The mortgage market experienced the second highest fraud rate during Q3 2010.
Some 27 in every 10,000 mortgage applications were detected as fraudulent, compared with 25 in every 10,000 in Q3 2009.
Some 96% of mortgage fraud attempts during Q3 were first-party frauds, which typically involves individuals attempting to hide adverse credit histories or misrepresenting their employment status to try and secure credit and other financial services which might not have been suitable for them.
Experian says there has been a surge in loan fraud over the past 12 months, with a 57% increase in fraudulent activity recorded during Q3 compared with the same period in 2009.
Loan fraud activity is now approaching pre-2008 levels, with seven out of every 10,000 applications identified as fraudulent.
In Q3 2010 first party fraud accounted for 73% of all incidents of fraud, up from 52% in Q3 2009.
The increases in first party fraud were particularly prevalent in loans, where first party fraud increased to 89% from 35% in Q3 2009, and current accounts, where first party fraud increased to 72% from 40% in Q3 2009.
Nick Mothershaw, director of fraud and identity solutions at Experian, says: “We have witnessed a rise in fraudulent activity across several sectors of the market in the last quarter when compared to Q3 2009. There has been a significant increase in automotive fraud compared to the same time last year and loan fraud is up by almost 60%.
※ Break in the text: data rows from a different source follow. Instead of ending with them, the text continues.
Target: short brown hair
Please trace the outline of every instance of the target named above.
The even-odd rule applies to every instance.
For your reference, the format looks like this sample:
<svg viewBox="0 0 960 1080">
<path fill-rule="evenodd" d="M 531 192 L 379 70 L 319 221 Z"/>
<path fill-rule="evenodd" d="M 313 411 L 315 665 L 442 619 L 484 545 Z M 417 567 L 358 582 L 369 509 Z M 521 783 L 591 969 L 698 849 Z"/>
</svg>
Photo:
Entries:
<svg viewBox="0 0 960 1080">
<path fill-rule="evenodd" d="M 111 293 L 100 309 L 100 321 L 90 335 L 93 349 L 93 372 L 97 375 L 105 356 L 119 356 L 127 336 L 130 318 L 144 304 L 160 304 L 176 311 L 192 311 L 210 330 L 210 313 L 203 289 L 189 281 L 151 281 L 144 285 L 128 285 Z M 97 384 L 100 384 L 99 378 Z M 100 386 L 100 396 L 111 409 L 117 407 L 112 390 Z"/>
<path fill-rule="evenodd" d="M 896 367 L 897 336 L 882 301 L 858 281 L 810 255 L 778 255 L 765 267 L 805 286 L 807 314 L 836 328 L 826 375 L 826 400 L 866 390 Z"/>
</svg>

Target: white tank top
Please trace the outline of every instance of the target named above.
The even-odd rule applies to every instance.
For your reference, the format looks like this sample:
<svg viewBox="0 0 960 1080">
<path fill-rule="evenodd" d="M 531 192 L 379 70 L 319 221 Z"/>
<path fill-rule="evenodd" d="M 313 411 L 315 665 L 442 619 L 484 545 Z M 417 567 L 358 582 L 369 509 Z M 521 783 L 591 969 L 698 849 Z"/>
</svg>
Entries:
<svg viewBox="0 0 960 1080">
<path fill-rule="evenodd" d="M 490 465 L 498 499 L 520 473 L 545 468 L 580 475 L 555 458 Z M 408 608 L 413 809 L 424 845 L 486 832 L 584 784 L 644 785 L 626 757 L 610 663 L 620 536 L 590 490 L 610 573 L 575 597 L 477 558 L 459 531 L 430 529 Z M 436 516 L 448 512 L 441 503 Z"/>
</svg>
“Increased fraud levels mean that it has never been more important to ensure that applications for new credit facilities are analysed for signs of fraudulent activity.
“Simple steps organisations can take to mitigate risk include robust checking of new applications for credit using tools that reveal first party fraud and organised fraud rings, continually reassessing fraud risk across existing accounts, and introducing true identity authentication using facts only a genuine applicant will know on all products, not just the higher risk ones.”